Una tercera medida es potenciar la calidad de las universidades españolas. Lo importante, hoy, es la calidad, no el número, excesivo desde hace años (España tiene, además, una bajísima y preocupante tasa de natalidad, y la población universitaria, ya en descenso, se reducirá drásticamente en pocos años). Resulta sorprendente el escaso interés social que existe por tener una buena enseñanza superior. Lo que más parece preocupar a muchos universitarios españoles es que la Facultad o la Escuela estén a la puerta de su casa, no la creación de becas suficientes que permitan realmente su movilidad y estimulen la competencia, pese a que lo importante es qué, cómo y con quién se estudia, no dónde se estudia. De esta forma renuncian de antemano a ampliar sus horizontes, faceta ésta que muchos de sus homólogos europeos y americanos consideran parte irrenunciable de su experiencia universitaria. Desaparecido en la práctica el `distrito único' y por tanto la movilidad estudiantil, se llega a la situación actual, mucho menos provechosa para el país tanto académica como social y económicamente, y que contribuye no poco, dicho sea de paso, al rampante provincianismo de hoy. Carente de la información que sus propias instituciones académicas deberían proporcionarle, la sociedad española establece erróneamente unas exigencias (`mi facultad en mi ciudad') que los gobernantes de todo signo se apresuran a satisfacer, aunque la dispersión de medios perjudique la calidad de la enseñanza superior. La paradoja extrema se presenta cuando la búsqueda de esa calidad se considera antidemocrática. Se acepta sin dificultad la selección de atletas de elite para unas Olimpiadas, o la existencia de equipos de fútbol de distintas divisiones, pero se posterga la excelencia en otros ámbitos, mucho más importantes para el futuro de un país que conseguir trofeos deportivos.

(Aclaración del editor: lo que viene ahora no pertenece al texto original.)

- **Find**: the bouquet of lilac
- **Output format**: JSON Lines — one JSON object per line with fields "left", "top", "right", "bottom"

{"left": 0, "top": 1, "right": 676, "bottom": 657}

En cuarto lugar, es necesario un cambio de actitud de las instituciones públicas docentes, que deberían estar, como su nombre indica, al servicio del público, es decir, de la sociedad en general y de sus estudiantes muy en particular y no, como frecuentemente sucede, de los estamentos administrativo y docente de esas mismas instituciones. Un primer ejemplo es la insostenible endogamia universitaria, criticada incluso desde el extranjero, pero indirectamente fomentada desde las propias juntas de gobierno, ya sea promoviendo una terminología contraria a la ley (`mi' plaza, etc.) o penalizando a los departamentos cuyo candidato oficial no obtiene la plaza concedida. No menos evidentes son los intereses corporativos que contaminaron la reforma de los planes de estudio universitarios hace media docena de años. ¿Acaso no era previsible el fracaso de planes con un número disparatado de módulos y exámenes por curso? Cabría legítimamente excluir de la actual contrarreforma a quienes diseñaron algunos de los curricula que hoy sufren nuestros estudiantes, incluidos los responsables de llamar módulos a lo que eran, y siguen siendo, asignaturas.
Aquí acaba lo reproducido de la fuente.